По лестнице спускалась хромая полная санитарка, переваливаясь, как утка:
- Всем переодеваться, красавицы! Все вещички сдать для санитарной обработочки и всем в душ, быстренько. Вошек нет? Помоетесь-будете чистюли и получите одеяльца и матрасики. Потом поднимайтесь на второй этаж.

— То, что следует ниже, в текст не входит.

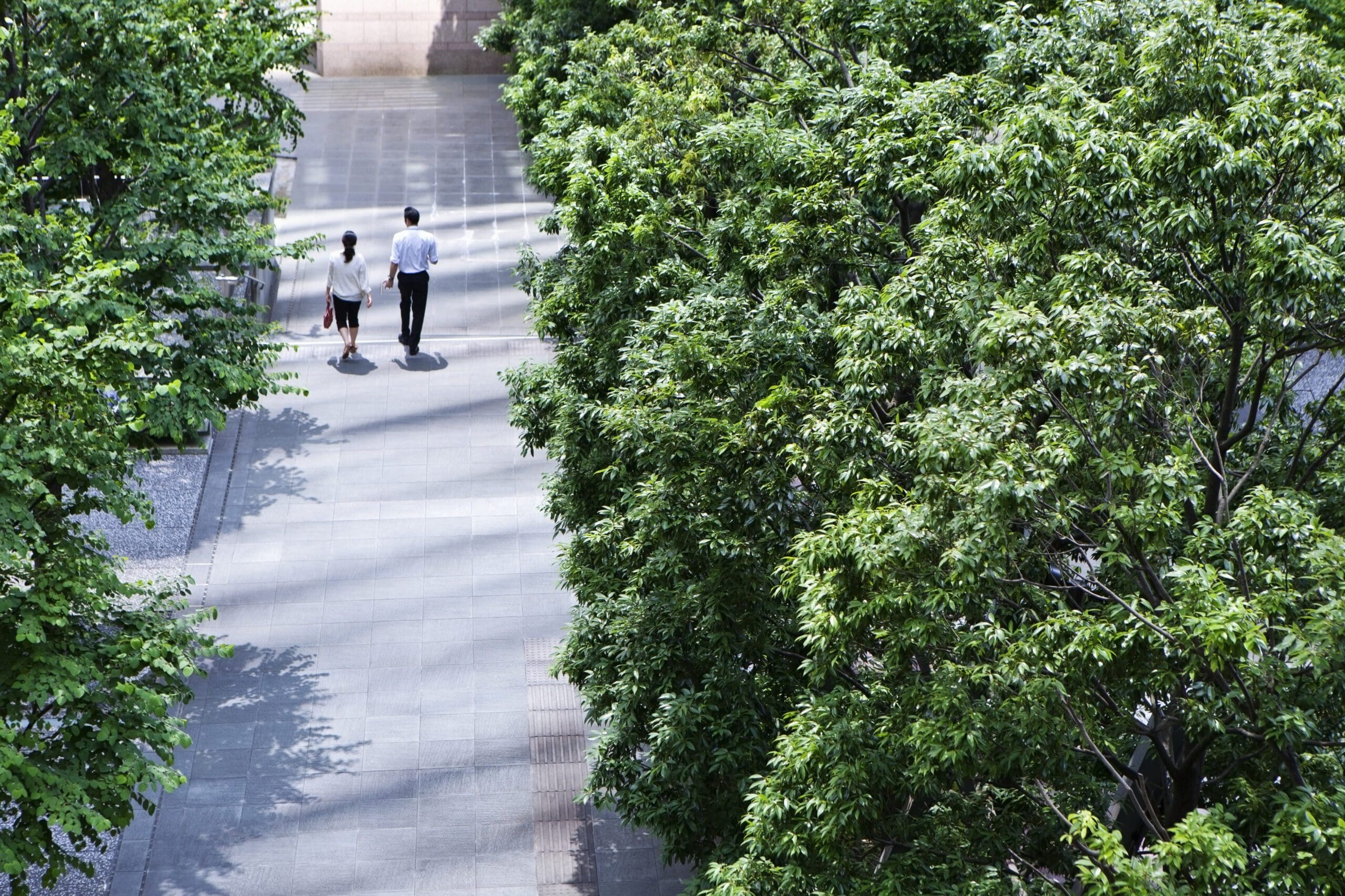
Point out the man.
[384,206,439,355]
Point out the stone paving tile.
[122,77,567,896]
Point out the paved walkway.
[111,78,569,896]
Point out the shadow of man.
[393,351,448,373]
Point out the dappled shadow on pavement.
[133,644,363,896]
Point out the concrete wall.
[316,0,504,77]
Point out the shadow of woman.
[327,355,378,377]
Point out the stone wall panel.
[316,0,504,77]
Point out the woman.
[327,230,374,360]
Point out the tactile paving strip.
[523,638,597,896]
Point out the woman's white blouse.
[327,252,368,301]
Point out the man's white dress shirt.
[391,227,439,273]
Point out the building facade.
[315,0,504,77]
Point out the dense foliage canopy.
[0,0,313,893]
[487,0,1345,896]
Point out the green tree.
[0,0,315,893]
[506,0,1345,896]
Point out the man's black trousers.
[397,270,429,348]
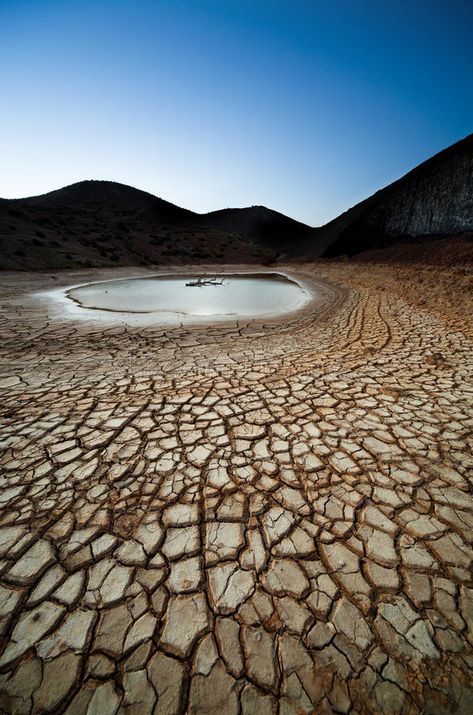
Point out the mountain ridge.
[0,134,473,270]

Чуть не сбив с ног добродушную толстуху, в приемную влетела сияющая, словно тульский самовар девица влетела и сунула медсестре какую-то бумажку:
- Вот, разрешение главврача на выписку!
Медсестра с опаской и подозрением окинула присутствующих леденящим кровь взглядом:
- Не торопись. Посиди. Этих уведем - тебя выпустим. Матрац и одеяло сдала?
Аня не переставала удивляться:
«Неужели не заметно, что у нее с собой нет ни матраса, ни одеяла? Да уж, скорее это вопрос не по существу, а риторический. Да, видимо мне, еще долго привыкать к странным ритуалам и обычаям этого заведения!»
- Девки, может, кому надо весточку домой отправить? Пишите номера - позвоню! – шепнула отбывающая домой. Малолетки принялись лихорадочно слюнить спичку, чтобы нацарапать телефонный номер на коробке.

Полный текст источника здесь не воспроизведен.